As part of their briefing, Hobby Lobby’s representatives stated they provide health insurance for its employees as part of their compensation package out of their belief that it’s the right thing. The owners of Hobby Lobby have said they would close their doors if they are forced to violate their conscience. But rather than recognize that this may be an area where the government has overstepped its rightful place, Sotomayor and Kagan think the just solution is the elimination of all Hobby Lobby employees’ health insurance plans.
Is the world a better place without a thriving company that closes every Sunday, starts all employees at a salary above minimum wage, and from all reports hasn’t compelled anyone to work there — or is it preferable that abortifacients are protected from criticism — that they not even come with a co-pay, and that other Americans are responsible for paying for someone’s choice?
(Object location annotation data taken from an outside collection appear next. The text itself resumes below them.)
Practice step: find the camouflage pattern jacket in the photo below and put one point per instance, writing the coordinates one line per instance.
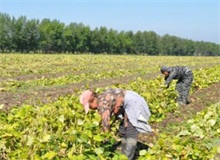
(177, 72)
(107, 101)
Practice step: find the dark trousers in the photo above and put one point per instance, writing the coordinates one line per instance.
(129, 137)
(183, 88)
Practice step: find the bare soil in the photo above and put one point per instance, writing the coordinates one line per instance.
(200, 100)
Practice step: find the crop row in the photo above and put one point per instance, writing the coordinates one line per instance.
(13, 65)
(61, 130)
(198, 138)
(84, 69)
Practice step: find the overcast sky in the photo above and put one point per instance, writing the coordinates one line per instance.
(198, 20)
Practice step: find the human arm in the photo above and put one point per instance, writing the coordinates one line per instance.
(105, 120)
(169, 78)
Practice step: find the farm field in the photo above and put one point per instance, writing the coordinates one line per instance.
(41, 116)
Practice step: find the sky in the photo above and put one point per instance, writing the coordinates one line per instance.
(198, 20)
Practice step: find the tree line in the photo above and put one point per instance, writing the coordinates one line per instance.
(52, 36)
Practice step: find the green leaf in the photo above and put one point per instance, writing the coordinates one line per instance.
(99, 138)
(211, 122)
(61, 118)
(184, 133)
(30, 140)
(1, 106)
(142, 152)
(80, 122)
(99, 151)
(45, 138)
(49, 155)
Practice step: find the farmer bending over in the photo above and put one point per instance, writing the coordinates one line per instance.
(117, 102)
(184, 76)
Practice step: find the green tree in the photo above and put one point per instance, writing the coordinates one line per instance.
(5, 32)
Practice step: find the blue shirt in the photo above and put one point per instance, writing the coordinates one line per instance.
(137, 111)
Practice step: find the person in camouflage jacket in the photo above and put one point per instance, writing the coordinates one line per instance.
(126, 105)
(185, 78)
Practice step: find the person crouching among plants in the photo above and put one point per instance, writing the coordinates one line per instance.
(184, 76)
(127, 104)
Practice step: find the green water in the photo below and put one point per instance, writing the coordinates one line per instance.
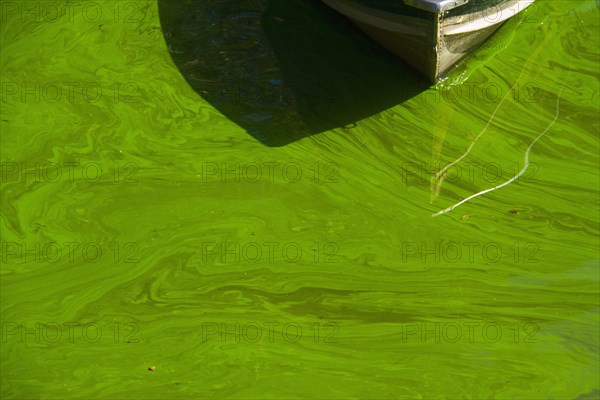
(279, 243)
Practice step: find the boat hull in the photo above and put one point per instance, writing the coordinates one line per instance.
(432, 42)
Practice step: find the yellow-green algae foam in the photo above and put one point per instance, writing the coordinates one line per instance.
(233, 200)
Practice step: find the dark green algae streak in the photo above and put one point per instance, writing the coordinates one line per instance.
(383, 301)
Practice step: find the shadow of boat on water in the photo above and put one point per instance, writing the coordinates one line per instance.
(283, 69)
The Affordable Care Act’s poll tax demands that you pay up in order to exercise your First Amendment rights, unless you’re one of the 190 million exempted. One wonders if Justice Sotomayor and Kagan would bring the same legal consistency to bear when reviewing any other tax that was implemented as a fee for allowing Americans to exercise their rights. Surely they can’t be ranking political considerations higher than the law — that would never happen in a Republic. Or would it?
Welcome to a world where if you like your rights, you can keep your rights… for a fee.